For any prime $p$ of the form $4k + 3$, prove that $x^2 + \frac{p+1}{4} \equiv 0 \;(\text{mod }p)$ is not solvable

Question

I tried using quadratic reciprocity to simplify $$\left(\frac{-\frac{p+1}{4}}{p}\right)$$ and tried replacing $p$ by $k$ $(\text{as in}\, p = 4k + 3)$, but don't know how to proceed after that.

Answer 1

$x^2+\frac{p-1}{4}\equiv 0\pmod{p}$ is solvable iff $\left(\frac{\color{red}{-}\frac{p+1}{4}}{p}\right) = 1$, that implies $\left(\frac{-1}{p}\right)=1$ by the multiplicativity of Legendre symbol.

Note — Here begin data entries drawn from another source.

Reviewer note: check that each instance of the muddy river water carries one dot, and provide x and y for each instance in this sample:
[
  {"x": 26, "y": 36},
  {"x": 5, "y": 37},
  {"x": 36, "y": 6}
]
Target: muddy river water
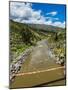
[{"x": 41, "y": 58}]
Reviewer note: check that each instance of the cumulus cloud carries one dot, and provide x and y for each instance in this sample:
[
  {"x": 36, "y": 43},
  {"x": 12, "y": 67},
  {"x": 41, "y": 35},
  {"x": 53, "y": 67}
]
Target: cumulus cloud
[
  {"x": 52, "y": 13},
  {"x": 24, "y": 13},
  {"x": 59, "y": 24}
]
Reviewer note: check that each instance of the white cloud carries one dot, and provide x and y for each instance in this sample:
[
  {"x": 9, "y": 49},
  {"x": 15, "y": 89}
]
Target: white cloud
[
  {"x": 23, "y": 12},
  {"x": 52, "y": 13},
  {"x": 59, "y": 24}
]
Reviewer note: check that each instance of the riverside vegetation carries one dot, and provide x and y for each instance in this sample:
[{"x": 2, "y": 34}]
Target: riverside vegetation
[{"x": 24, "y": 37}]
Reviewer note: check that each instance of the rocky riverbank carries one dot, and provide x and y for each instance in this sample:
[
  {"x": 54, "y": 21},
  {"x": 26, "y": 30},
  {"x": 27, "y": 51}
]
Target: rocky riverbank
[{"x": 16, "y": 65}]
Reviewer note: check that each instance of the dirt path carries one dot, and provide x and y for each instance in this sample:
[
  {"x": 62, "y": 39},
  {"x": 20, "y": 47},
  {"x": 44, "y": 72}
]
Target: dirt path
[{"x": 20, "y": 74}]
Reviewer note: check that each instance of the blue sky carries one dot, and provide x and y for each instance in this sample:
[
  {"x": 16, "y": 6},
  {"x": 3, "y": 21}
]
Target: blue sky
[
  {"x": 46, "y": 8},
  {"x": 38, "y": 13}
]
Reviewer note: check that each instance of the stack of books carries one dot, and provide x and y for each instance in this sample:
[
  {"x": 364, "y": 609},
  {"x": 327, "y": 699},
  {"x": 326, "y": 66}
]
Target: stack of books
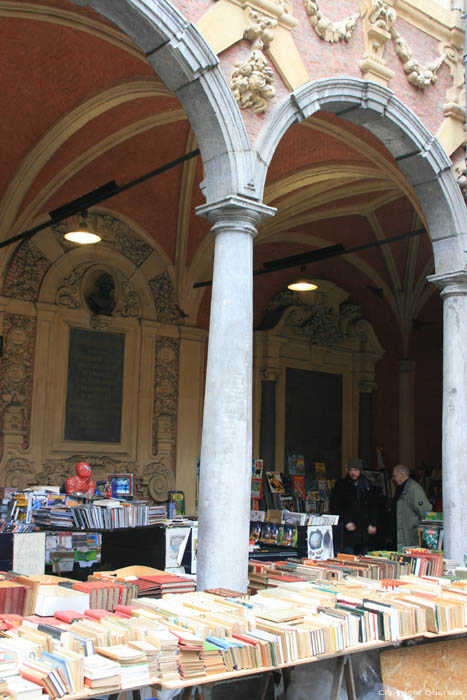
[
  {"x": 134, "y": 669},
  {"x": 101, "y": 673}
]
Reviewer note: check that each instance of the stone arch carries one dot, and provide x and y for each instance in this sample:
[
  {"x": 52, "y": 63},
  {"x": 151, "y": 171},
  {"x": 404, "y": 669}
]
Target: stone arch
[
  {"x": 189, "y": 68},
  {"x": 419, "y": 155}
]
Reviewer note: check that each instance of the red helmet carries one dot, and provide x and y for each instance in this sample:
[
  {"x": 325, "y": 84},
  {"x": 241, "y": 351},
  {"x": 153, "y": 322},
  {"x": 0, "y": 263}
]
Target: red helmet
[{"x": 83, "y": 470}]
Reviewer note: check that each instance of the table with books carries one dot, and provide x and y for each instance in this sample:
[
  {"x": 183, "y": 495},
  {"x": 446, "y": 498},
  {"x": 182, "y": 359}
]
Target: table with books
[{"x": 331, "y": 609}]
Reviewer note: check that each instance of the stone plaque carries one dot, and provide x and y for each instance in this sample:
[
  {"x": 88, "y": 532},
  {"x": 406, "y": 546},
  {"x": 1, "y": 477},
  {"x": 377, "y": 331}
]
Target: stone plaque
[{"x": 95, "y": 386}]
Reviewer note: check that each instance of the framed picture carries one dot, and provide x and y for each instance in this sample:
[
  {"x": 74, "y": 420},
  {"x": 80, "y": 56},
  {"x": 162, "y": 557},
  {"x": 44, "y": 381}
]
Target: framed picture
[
  {"x": 256, "y": 488},
  {"x": 275, "y": 482},
  {"x": 122, "y": 485},
  {"x": 377, "y": 479}
]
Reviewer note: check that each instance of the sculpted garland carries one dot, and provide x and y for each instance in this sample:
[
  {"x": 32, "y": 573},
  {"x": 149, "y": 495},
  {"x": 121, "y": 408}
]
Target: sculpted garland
[{"x": 252, "y": 80}]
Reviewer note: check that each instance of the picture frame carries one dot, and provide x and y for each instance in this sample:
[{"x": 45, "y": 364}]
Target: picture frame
[
  {"x": 377, "y": 479},
  {"x": 122, "y": 485}
]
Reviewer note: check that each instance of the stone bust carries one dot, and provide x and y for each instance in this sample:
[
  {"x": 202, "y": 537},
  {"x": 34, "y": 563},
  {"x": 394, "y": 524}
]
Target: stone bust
[{"x": 102, "y": 300}]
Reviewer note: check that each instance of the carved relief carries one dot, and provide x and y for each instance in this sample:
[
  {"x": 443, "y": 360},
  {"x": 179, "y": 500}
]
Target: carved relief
[
  {"x": 377, "y": 20},
  {"x": 460, "y": 172},
  {"x": 252, "y": 81},
  {"x": 68, "y": 294},
  {"x": 165, "y": 398},
  {"x": 25, "y": 273},
  {"x": 128, "y": 306},
  {"x": 322, "y": 322},
  {"x": 158, "y": 478},
  {"x": 455, "y": 96},
  {"x": 164, "y": 298},
  {"x": 333, "y": 32},
  {"x": 417, "y": 75},
  {"x": 16, "y": 378},
  {"x": 17, "y": 472}
]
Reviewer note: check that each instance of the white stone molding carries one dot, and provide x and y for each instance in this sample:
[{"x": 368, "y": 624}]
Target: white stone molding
[
  {"x": 377, "y": 19},
  {"x": 419, "y": 76},
  {"x": 333, "y": 32},
  {"x": 186, "y": 64},
  {"x": 419, "y": 154}
]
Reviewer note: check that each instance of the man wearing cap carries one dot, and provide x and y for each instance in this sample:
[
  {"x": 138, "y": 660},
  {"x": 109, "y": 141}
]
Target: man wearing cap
[
  {"x": 353, "y": 500},
  {"x": 409, "y": 506}
]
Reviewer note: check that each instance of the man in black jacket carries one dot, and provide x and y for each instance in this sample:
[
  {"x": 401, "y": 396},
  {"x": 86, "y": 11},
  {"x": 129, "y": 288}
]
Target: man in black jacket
[{"x": 353, "y": 499}]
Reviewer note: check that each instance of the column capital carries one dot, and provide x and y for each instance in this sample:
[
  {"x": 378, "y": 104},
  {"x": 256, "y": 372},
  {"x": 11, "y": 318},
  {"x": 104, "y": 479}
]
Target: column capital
[
  {"x": 406, "y": 365},
  {"x": 366, "y": 386},
  {"x": 235, "y": 212},
  {"x": 270, "y": 374},
  {"x": 451, "y": 283}
]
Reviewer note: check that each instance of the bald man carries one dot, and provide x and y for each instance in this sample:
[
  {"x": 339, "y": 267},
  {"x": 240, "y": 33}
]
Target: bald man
[{"x": 410, "y": 505}]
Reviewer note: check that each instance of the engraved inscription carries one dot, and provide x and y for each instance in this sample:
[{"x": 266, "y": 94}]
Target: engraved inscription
[{"x": 94, "y": 387}]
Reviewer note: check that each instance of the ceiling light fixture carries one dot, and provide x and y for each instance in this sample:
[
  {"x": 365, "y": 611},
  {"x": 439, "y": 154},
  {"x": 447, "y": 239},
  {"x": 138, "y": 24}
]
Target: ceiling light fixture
[
  {"x": 302, "y": 284},
  {"x": 82, "y": 234}
]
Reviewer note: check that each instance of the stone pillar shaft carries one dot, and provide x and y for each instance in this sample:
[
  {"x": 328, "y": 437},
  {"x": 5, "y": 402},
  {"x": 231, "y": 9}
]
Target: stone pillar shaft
[
  {"x": 226, "y": 451},
  {"x": 454, "y": 295},
  {"x": 406, "y": 413}
]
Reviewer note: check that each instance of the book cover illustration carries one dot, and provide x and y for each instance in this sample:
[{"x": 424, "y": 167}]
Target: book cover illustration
[
  {"x": 319, "y": 540},
  {"x": 275, "y": 482},
  {"x": 298, "y": 486},
  {"x": 257, "y": 469},
  {"x": 256, "y": 488},
  {"x": 289, "y": 535},
  {"x": 296, "y": 465}
]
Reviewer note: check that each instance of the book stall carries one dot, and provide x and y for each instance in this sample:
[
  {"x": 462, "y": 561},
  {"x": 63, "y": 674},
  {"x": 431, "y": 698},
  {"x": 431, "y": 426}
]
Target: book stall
[
  {"x": 134, "y": 626},
  {"x": 138, "y": 626}
]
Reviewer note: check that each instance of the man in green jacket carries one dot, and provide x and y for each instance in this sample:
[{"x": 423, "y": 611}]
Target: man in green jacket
[{"x": 411, "y": 505}]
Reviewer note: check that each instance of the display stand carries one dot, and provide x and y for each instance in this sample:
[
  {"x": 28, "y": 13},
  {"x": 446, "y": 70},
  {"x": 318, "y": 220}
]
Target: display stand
[{"x": 128, "y": 546}]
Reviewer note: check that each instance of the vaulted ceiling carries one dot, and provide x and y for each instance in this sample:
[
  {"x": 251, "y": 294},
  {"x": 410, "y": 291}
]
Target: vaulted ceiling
[{"x": 81, "y": 106}]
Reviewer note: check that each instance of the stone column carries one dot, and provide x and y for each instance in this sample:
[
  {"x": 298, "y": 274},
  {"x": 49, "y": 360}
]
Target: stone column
[
  {"x": 190, "y": 403},
  {"x": 454, "y": 294},
  {"x": 406, "y": 412},
  {"x": 225, "y": 473},
  {"x": 365, "y": 422}
]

On the other hand $p\equiv 3\pmod{4}$ implies $\left(\frac{-1}{p}\right)=-1$.

Answer 2

If you multiply both sides by $4$, as @GregMartin suggested you get $$4x^2 + p + 1 \equiv 0\mod{p}.$$ This simplifies to $$4x^2 \equiv -1\mod{p},\text{ or }(2x)^2 \equiv -1\mod{p}.$$ But $-1$ is not a square $\mod{p}$.